A powerful new way of analysing how drugs interact with molecules in the body could aid the design of better treatments with fewer side-effects.

Most pharmaceuticals work by binding to a small site on the large proteins they target, causing the protein to change shape and so also its activity.

To find drugs that act specifically against a protein without also binding to others that are similar – and so causing side effects – it is important to understand this binding site in detail. Many current techniques can only provide partial information, giving details about which parts of the drug itself are important and, in some cases, the overall structure of the protein.

Researchers at the University of East Anglia have now developed a new approach that can reveal the other side of the jigsaw puzzle – which parts of the protein interact with the drug.
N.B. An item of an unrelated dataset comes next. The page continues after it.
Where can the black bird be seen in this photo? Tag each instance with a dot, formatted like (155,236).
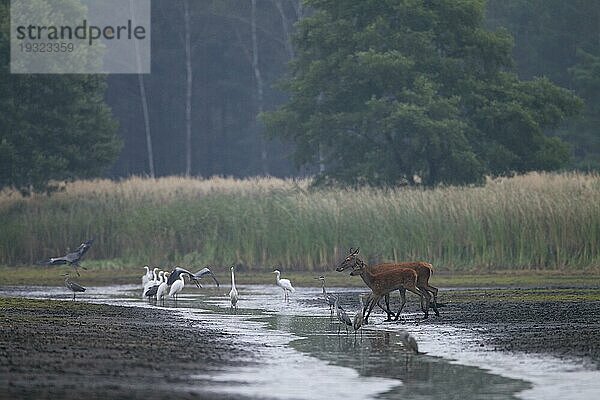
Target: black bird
(73,286)
(71,258)
(193,276)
It adapts a technique known as ligand-based Nuclear Magnetic Resonance (NMR) spectroscopy to reveal which amino acids in the protein are involved in binding to the drug.

They were able to do this by examining the drug and without having to label the protein, as is required in some other methods.
“Designing novel drugs is a bit like finding the proper piece that fits into a jigsaw puzzle,” said Dr Jesus Angulo, a senior lecturer at the University of East Anglia’s school of pharmacy who led the research. “It is not just the shape but also graphical content on the piece that must match the surrounding picture.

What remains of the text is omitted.